I'd write in your style but I think I've done alot of angry rants before ;)

miscellanea chapter 1 . 5/21/2008
Your word choice was spotless, it definitely portrayed what I think you wanted to, or at least it appealed to me when I read it. My favorite phrase that you used was 'atom-thin.'

I liked your concept/subject very much - the idea of critising someone's poetry because it makes no sense is great. Poetry is sometimes pretty hokey, generally people can jumble together random phrases that sound good and stamp it with 'deep.'

Stanzas - I think the style that you chose suited the type of voice you were taking on. Line breaking at random points made it flow at a faster pace, which got confusing, but was alright.

I enjoyed this poem, I scanned it over and over to try to dissect what you were trying to say. I love how it's written addressing someone else.
Amarone chapter 1 . 5/21/2008
Wow, that first line just blew me away..-stare-

Your descriptions are very vivid, and well done. It flowed well, and at times, it seemed like a very well-written rant.(that was meant as a compliment :P) The line/stanza structure was complimentary to the piece itself.

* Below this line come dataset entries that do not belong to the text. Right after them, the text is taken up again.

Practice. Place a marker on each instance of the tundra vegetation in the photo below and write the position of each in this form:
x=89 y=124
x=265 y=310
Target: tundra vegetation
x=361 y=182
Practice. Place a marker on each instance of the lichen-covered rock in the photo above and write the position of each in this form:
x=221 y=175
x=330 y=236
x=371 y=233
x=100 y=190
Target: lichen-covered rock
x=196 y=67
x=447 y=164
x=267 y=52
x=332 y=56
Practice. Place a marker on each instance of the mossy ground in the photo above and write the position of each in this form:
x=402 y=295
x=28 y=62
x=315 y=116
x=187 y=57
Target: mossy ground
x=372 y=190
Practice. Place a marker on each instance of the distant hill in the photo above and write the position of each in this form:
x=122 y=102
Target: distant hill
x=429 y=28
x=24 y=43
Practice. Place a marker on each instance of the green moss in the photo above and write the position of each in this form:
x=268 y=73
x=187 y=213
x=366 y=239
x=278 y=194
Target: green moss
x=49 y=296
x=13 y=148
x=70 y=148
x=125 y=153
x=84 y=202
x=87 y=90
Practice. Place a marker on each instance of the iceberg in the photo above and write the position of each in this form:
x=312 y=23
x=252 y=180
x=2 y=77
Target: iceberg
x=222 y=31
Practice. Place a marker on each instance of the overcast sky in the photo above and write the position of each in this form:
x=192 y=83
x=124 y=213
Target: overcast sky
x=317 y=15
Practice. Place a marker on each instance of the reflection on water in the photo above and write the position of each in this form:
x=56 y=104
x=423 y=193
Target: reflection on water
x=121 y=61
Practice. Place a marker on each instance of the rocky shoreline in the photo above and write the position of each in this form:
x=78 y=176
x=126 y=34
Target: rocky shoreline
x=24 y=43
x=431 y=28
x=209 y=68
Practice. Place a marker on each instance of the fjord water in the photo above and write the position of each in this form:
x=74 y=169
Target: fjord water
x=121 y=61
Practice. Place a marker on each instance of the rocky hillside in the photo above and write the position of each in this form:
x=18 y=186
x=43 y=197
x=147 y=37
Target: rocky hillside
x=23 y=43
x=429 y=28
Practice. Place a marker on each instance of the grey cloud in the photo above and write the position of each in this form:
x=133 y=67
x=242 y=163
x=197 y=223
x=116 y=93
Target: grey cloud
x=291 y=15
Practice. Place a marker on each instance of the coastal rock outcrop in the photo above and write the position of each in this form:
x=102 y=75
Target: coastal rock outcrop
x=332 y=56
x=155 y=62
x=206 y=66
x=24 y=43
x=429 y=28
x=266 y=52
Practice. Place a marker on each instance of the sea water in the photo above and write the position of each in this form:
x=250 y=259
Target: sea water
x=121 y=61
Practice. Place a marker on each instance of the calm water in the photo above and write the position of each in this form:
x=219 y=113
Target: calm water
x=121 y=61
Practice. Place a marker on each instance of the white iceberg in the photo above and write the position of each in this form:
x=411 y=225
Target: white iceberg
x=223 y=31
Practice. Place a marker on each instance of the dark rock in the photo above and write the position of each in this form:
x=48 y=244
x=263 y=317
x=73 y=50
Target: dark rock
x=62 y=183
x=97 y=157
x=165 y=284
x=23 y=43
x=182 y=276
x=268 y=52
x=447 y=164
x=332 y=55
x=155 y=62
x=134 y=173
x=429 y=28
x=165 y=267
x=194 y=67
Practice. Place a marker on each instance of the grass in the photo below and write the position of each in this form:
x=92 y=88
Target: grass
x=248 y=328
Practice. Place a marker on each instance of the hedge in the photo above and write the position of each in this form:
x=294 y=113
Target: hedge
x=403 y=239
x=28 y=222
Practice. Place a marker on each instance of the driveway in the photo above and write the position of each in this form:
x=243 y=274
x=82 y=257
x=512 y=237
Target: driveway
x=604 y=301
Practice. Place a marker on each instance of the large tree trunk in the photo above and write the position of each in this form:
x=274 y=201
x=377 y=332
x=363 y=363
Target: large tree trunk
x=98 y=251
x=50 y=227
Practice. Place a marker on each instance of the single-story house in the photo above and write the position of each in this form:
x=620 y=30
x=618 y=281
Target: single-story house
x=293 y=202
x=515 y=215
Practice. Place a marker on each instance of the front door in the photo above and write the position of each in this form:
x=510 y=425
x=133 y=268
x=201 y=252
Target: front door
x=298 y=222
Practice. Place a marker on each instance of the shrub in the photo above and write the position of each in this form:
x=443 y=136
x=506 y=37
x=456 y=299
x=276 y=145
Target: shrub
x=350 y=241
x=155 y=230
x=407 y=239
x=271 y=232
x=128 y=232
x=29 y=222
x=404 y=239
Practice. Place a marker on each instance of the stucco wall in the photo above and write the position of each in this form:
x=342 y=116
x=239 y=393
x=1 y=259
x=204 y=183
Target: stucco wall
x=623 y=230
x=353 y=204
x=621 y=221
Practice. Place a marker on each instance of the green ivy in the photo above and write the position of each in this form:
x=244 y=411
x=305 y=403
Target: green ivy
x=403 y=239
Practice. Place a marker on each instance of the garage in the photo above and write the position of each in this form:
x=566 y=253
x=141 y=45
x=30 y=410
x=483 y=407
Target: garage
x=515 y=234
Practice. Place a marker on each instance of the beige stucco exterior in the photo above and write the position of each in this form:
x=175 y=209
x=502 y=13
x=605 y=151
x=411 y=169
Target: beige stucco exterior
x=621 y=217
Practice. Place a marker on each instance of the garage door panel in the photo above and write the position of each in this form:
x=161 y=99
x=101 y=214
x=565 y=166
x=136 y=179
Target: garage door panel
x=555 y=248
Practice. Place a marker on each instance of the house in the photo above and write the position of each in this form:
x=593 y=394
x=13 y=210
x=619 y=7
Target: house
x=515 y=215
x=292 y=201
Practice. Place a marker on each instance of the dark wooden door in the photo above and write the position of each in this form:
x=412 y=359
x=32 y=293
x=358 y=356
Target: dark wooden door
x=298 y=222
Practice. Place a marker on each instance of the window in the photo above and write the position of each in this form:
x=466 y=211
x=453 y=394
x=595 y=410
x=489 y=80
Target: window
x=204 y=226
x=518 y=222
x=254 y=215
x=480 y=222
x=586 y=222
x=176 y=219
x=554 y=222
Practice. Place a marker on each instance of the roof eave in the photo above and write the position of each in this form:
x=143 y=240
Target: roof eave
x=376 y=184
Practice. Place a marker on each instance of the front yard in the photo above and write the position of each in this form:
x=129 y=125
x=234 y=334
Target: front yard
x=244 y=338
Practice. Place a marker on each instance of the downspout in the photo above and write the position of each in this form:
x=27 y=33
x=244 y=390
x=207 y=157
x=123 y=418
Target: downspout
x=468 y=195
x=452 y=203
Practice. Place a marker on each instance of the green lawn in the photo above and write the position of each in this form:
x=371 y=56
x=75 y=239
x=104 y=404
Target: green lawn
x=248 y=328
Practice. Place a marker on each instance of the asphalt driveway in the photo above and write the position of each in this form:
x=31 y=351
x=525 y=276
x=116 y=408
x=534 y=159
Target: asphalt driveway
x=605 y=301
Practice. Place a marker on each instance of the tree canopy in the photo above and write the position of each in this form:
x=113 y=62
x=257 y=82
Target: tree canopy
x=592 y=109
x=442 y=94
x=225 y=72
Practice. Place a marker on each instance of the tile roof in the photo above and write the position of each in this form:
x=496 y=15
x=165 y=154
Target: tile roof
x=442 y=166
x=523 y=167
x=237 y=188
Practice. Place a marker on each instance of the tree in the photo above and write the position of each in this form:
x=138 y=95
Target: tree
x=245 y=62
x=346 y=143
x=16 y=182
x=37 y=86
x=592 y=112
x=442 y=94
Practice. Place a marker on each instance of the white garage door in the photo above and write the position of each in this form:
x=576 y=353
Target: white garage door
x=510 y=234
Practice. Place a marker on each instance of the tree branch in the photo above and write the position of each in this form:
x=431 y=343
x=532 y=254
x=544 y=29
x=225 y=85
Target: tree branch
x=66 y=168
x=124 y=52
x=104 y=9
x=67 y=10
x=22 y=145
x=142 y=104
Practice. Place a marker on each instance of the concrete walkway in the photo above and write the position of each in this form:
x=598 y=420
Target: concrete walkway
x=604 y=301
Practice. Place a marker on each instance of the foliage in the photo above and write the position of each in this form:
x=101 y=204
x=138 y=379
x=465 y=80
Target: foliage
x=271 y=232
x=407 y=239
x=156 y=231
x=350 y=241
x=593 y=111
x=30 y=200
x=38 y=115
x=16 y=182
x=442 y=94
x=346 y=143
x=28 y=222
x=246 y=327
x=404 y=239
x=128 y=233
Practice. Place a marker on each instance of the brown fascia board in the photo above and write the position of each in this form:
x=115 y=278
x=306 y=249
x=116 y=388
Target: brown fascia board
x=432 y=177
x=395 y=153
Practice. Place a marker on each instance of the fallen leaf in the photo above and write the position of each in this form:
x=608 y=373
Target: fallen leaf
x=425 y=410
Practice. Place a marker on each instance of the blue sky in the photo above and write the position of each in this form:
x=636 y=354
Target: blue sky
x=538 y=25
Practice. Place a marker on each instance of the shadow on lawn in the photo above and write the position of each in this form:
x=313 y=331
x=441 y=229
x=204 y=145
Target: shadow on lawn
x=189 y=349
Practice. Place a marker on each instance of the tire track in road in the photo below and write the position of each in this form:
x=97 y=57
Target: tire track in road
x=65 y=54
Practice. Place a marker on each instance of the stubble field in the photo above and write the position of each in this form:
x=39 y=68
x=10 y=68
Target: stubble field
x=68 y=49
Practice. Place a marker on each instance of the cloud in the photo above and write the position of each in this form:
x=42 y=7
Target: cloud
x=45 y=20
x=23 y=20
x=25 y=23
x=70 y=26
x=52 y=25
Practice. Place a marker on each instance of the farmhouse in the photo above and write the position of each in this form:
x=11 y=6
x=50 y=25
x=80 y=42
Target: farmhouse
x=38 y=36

Heh, a line that i particularly like is "low-quality atom-thin colorless paper" Ah, that is simply amazing, I don't know how else to put it. The last few lines "face it honey, your poetry sucks..." brought a laugh out of me - I like the touch of bitter humour and suppressed anger. When I look upon this as a whole, it seems like a very criticizing review for a story, and the end makes it a rather insulting review, too. Very nice. You experiment quite well with new styles, if I must say. :P.
unuttered.thoughts chapter 1 . 5/20/2008
i actualy rather like it, your right its not too much like her's but i can see where the idea came from in a way.